I travel in a crate in the back seat of Carll’s car. I dislike the crate, but loathe being abandoned, so suck it up. An only dog fears solitude something fierce – wouldn’t you, age four (in human years)? Carll jollies me as if accompanying him in stuffy confinement were the cat’s pajamas. Remember the sweat boxes for intransigent prisoners in The Bridge over the River Kwai (great movie!)? Imagine if those gruesome captors chortled, “In you scoot, you lucky dog.”
Slaves don’t get a vote. Where, one might ask, is our Emancipation Proclamation? We’re expected to grin “Yes, Massah” and oscillate our stubby tails like metronomes presto giocoso. I’m not saying my life is hard – I’m luckier in my subjection than many – I might even admit to being happy, were such a sentiment admissible – Carll and Jane are mostly sweeties – but who can be happy bereft of his rights? Then again, I don’t believe in happiness, a concept which sickens humans. Ask humans if they’re happy and a no answer – or not really – ignites distress. Dogs refrain from such masochism.
This particular day, not long ago, Carll had opened his back door and was bending to lift me into the crate. He was in a hurry, which is always an impact opportunity. If you want to stage a protest, fellow yardbirds, do it when your turnkey’s pressed for time. If they shrug, “OK, have it your way,” your defiance loses its fizz.
Naturally, I embraced this opportunity to evade his grasp, galloping off, obliging Carll to give chase. Gallop, I grant, is a verb more associated with my equine confederates, but it suits my hopping, bobbing celerity so why not?
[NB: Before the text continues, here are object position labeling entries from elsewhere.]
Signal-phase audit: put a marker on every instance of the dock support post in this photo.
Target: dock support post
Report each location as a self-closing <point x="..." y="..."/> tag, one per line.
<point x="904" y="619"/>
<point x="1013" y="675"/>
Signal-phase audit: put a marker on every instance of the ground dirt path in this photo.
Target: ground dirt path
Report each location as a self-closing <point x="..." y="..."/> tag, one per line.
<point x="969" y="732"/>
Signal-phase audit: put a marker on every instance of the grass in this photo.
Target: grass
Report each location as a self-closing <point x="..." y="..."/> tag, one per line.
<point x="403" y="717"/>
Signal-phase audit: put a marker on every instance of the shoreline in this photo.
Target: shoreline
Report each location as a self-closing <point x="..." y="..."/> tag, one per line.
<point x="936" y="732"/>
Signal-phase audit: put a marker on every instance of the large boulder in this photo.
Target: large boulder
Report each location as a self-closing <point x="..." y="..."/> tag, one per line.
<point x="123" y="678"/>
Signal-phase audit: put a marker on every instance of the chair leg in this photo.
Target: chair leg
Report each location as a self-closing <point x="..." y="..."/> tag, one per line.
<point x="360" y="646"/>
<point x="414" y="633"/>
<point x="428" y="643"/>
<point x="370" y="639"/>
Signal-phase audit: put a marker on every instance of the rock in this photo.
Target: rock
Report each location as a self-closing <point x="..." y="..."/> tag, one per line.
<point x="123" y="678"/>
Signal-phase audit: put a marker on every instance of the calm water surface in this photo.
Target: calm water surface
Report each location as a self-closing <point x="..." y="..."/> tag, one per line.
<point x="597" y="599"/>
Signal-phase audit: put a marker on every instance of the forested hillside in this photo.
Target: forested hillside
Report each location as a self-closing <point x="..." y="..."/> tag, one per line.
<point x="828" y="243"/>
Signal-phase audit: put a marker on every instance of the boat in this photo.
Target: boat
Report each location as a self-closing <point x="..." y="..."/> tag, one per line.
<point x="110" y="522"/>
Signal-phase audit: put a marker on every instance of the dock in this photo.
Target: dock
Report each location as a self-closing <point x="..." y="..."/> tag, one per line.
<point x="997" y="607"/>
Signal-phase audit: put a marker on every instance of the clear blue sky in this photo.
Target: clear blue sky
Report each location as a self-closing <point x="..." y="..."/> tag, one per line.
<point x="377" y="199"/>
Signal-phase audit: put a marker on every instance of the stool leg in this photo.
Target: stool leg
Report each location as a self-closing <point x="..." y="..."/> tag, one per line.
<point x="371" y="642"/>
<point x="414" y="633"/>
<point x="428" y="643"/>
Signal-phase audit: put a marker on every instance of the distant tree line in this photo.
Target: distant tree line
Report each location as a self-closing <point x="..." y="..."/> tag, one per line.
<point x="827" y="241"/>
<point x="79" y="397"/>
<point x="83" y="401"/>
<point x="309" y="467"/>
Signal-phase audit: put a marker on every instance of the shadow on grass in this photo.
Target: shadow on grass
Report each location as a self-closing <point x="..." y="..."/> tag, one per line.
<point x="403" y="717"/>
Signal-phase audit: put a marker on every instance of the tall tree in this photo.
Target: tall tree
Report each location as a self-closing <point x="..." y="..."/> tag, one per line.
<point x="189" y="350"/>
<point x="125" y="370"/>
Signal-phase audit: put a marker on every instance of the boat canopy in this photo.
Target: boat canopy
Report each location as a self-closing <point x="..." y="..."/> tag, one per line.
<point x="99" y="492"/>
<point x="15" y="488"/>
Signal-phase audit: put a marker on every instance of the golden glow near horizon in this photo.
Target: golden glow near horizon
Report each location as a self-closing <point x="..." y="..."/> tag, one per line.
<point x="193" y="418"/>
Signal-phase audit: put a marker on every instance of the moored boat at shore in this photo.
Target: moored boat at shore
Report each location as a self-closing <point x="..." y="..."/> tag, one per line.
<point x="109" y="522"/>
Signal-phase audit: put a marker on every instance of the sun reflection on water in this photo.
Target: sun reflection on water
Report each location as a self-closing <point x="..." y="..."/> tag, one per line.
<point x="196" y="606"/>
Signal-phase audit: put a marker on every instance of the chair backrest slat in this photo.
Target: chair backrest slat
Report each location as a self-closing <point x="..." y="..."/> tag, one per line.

“Henry, come!” Carll barked, with his no-kidding-around baritone. Why he endears in the treble and chides in the bass cleft I’ve no notion, but it’s unmistakable. Could be some vestigial association of sweetness with the feminine – for another day.
I had no intention of heeding, summoned so presumptuously, as if owned. I suppose we’re all owned in a way – by parents, teachers, coaches, employers, spousal and parental duties if we get that far – owned by our obligation to fit in. Isn’t that what obligation means, etymologically, to be bound, as in “ligature” or “religion”?
Who of us is our own person – or pup? Maybe a hermit in a cave – but even he is ruled and overruled by nature and disease. Free at its freest means free to do as one is bid. I know this. (A cockapoo may be almost as smart as his poodle pa.)
And yet (my point this outing) we must envision independence to believe we matter. “Matter,” I admit, is another of those fuzzy human concepts, but dogs feel it too. Respect me, embrace me, don’t treat me like baggage or a chore! I’ll accept incarceration in that scarcely lit suitcase – better that than loneliness – but let me imagine this is choice not surrender. And if you disrespect me – by ordering me around – like a thug prison guard – I’ll react with resistance, scorn, taunting, to remind you who’s who, not because I hate but because I love. So chase me round and round the parked car, cher maître, muttering and glancing at your watch, while I laugh and prance, my little pink tongue wagging irresistibly, as only I can wag it.
And then, when you’re fit to be tied (the eighteenth-century phrase recalls straight-jackets for lunatics), I’ll hop into my open crate door – on my own, thank you very much. And you didn’t know I could hop so high, did you, Master Carll? Neither did I.